That’s up from just eight years at the end of 2009. 

The Nationwide says pressures are most acute in the capital, where someone earning an average income would need around 15 years to save a 20 per cent deposit on a typical London property, up from 10 years a decade ago.

However, there is a glimmer of optimism - Nationwide says mortgage affordability has actually improved for prospective first time buyers in recent years, with the cost of servicing the typical mortgage as a share of take home pay in most regions now lower than it was in 2009. 

This is due to the fall in borrowing costs, with average interest rates for new mortgages falling from around 5.0 per cent in 2009 to 2.4 per cent currently.
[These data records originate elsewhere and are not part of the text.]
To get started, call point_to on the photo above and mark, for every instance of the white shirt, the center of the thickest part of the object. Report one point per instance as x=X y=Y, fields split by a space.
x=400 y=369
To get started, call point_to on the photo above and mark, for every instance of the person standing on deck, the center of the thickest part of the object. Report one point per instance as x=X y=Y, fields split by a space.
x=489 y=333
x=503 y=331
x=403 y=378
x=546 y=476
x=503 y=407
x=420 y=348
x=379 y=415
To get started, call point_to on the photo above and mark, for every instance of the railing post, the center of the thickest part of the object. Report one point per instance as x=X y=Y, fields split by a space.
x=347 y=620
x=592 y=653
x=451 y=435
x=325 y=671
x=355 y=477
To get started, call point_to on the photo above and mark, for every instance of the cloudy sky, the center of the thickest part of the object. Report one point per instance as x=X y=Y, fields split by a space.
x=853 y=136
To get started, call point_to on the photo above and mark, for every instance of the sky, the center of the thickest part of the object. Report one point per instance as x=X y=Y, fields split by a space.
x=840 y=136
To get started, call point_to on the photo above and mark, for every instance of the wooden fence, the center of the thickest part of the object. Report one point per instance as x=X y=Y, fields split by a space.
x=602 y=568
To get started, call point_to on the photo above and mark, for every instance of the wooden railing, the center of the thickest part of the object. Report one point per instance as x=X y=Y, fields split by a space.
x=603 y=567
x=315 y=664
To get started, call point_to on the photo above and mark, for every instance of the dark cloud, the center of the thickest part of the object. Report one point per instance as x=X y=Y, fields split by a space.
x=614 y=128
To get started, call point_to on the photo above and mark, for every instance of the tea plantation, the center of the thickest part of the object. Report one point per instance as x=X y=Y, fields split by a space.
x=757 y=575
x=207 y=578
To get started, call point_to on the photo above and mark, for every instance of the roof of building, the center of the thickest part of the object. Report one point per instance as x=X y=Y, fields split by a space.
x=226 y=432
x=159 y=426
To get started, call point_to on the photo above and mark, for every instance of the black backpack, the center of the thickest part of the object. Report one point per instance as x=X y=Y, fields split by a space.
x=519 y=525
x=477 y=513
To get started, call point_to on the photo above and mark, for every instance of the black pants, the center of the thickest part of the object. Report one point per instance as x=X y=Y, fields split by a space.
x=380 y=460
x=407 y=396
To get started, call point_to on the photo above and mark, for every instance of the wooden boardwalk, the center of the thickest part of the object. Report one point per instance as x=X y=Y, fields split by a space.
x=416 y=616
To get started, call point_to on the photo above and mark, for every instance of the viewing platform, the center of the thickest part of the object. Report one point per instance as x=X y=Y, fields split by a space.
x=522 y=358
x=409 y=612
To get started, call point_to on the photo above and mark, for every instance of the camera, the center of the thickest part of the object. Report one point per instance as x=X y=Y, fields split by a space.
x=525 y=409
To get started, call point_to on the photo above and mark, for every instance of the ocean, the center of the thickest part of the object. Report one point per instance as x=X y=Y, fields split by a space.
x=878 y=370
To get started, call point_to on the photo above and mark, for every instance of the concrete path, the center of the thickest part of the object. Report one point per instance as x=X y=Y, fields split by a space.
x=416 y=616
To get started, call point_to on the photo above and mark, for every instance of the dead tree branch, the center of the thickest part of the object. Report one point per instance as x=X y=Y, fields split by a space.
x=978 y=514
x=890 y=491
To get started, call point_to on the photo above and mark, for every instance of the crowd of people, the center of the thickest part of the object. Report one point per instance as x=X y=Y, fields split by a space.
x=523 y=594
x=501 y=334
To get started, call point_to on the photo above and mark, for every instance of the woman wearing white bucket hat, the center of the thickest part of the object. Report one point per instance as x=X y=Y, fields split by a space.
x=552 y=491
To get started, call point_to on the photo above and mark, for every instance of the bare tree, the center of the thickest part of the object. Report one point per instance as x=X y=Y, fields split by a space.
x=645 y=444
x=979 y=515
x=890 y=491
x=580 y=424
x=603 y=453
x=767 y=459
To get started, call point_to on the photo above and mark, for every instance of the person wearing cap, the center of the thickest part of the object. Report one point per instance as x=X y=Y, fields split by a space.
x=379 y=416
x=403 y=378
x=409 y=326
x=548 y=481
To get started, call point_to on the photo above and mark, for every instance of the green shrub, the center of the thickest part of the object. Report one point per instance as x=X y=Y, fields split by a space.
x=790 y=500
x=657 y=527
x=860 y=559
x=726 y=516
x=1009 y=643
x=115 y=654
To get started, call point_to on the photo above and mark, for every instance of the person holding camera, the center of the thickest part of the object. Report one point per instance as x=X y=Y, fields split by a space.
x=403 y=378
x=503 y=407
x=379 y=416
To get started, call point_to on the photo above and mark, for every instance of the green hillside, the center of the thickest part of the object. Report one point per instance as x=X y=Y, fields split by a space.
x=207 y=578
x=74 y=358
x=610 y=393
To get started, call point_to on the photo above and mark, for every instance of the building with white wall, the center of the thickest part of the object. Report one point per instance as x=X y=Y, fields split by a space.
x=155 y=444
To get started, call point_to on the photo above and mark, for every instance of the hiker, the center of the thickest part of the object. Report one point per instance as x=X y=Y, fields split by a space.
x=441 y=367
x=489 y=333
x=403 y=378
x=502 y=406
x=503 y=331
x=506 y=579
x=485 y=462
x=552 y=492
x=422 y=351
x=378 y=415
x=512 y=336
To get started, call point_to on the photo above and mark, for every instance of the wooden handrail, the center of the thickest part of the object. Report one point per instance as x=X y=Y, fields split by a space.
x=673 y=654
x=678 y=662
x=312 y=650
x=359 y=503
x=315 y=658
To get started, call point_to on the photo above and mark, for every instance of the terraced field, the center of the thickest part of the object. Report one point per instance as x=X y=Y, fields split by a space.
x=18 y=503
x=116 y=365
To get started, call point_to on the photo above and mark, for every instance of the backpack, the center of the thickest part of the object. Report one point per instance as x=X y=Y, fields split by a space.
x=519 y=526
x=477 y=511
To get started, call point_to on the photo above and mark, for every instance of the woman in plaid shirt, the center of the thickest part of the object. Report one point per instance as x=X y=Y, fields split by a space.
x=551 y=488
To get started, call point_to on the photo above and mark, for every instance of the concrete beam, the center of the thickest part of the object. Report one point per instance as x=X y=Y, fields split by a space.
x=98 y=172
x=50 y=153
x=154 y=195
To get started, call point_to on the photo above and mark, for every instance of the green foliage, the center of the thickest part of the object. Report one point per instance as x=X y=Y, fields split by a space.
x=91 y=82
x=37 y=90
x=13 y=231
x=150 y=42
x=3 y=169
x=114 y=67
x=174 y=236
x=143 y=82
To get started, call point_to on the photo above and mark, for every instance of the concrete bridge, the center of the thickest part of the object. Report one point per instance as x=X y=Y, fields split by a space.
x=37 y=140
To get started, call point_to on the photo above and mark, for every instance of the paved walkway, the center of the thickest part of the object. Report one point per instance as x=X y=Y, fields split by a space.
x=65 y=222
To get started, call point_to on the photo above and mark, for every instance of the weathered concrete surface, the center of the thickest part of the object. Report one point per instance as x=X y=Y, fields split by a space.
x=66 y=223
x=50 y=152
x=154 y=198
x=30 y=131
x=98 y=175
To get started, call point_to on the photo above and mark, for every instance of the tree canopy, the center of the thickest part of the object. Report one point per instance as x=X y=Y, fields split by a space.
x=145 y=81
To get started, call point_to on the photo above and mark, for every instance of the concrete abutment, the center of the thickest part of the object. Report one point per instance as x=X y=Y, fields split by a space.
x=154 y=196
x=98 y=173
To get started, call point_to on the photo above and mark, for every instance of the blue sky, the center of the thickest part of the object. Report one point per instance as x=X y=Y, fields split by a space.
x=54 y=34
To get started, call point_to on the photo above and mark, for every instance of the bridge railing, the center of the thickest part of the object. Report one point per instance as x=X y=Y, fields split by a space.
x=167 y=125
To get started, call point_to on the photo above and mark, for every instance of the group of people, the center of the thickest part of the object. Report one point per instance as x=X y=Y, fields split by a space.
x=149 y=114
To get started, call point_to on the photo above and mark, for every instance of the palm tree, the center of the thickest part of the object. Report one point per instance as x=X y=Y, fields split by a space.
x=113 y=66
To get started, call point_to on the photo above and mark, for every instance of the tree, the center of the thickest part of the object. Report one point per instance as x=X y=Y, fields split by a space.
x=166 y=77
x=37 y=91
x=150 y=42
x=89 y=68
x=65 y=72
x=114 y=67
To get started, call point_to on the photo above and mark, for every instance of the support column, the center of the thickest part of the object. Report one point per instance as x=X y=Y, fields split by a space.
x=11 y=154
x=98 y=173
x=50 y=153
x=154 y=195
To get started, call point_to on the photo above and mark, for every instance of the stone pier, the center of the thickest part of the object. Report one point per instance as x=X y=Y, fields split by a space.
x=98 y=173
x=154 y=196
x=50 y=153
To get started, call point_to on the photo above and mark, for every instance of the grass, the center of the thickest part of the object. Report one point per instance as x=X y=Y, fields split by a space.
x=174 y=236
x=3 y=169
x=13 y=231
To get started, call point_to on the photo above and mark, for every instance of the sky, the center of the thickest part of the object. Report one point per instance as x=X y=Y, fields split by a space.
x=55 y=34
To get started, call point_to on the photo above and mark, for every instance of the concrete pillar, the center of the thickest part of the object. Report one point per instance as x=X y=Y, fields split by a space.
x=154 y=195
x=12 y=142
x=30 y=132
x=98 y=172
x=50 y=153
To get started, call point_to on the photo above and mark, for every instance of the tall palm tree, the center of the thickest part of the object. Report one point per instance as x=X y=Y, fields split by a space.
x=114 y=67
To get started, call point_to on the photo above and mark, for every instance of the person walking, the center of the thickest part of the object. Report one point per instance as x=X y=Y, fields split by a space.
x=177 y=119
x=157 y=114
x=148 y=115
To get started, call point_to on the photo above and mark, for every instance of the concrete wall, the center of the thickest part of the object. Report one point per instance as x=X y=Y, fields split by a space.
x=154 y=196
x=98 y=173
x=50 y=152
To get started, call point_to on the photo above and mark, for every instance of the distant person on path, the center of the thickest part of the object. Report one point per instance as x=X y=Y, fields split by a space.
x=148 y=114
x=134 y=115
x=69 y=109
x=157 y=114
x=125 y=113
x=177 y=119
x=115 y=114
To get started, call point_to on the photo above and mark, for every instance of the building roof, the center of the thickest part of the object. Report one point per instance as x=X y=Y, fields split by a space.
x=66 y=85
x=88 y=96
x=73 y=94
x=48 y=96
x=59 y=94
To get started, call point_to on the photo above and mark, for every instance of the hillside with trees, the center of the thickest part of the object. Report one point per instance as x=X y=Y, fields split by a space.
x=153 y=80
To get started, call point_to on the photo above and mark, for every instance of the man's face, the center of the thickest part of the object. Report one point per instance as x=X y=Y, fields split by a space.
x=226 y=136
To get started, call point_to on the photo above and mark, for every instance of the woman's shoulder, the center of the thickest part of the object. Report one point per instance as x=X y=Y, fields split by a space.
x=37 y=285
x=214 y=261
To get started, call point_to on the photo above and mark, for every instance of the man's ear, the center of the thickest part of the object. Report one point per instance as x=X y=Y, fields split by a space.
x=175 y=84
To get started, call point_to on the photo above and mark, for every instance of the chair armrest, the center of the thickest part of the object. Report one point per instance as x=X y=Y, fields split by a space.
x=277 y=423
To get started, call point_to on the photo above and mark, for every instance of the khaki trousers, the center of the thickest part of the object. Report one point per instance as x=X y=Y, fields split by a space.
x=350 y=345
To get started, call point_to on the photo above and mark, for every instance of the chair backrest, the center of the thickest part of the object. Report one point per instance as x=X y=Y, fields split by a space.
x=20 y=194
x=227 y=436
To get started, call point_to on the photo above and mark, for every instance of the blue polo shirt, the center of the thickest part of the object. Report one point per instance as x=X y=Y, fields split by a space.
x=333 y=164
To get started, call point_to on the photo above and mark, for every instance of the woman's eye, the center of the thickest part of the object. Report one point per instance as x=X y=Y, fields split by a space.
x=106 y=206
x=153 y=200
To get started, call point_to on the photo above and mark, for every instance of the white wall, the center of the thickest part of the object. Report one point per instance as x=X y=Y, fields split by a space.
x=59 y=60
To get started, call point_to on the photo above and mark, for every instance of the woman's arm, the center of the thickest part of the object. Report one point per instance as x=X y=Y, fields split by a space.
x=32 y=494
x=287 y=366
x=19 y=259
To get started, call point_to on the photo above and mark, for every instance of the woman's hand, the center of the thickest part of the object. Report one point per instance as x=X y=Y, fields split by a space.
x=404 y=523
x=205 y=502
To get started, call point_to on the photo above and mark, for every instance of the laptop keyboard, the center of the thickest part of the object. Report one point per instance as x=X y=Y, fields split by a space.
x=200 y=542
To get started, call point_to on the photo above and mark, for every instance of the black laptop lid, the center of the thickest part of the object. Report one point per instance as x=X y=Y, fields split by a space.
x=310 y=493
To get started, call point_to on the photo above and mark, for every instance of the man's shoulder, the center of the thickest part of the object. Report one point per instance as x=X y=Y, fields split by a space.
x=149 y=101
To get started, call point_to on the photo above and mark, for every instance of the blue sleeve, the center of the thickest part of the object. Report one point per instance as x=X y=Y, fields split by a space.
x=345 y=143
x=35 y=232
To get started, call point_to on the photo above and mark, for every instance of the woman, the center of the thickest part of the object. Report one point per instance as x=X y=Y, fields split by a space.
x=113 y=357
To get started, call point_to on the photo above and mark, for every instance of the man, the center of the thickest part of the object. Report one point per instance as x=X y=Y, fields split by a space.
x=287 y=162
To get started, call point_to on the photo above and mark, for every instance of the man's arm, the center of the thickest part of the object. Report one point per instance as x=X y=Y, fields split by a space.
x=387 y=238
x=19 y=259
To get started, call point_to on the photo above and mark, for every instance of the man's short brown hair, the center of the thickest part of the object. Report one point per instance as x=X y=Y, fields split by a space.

“We’ve looked at how the last 10 years compares with previous decades across a variety of housing metrics. The 2010s has been the weakest decade for house price growth since the 1990s; nevertheless, prices still rose by 33 per cent over the decade, somewhat above the 20 per cent rise in average incomes over the same period” explains Andrew Harvey, Nationwide's senior economist.

“Despite recent weakness, London has been the top performing region over the last decade, with house prices rising twice as fast as the UK average at 66 per cent” he says. 

“The northern regions - in particular the North, Yorkshire and Humberside and North West - saw relatively weak house price growth over the decade, with prices slow to recover following the financial crisis. House price growth has remained subdued in Scotland, with just an eight per cent rise over the past 10 years. Northern Ireland saw the lowest growth, with prices up two per cent compared with the end of 2009.”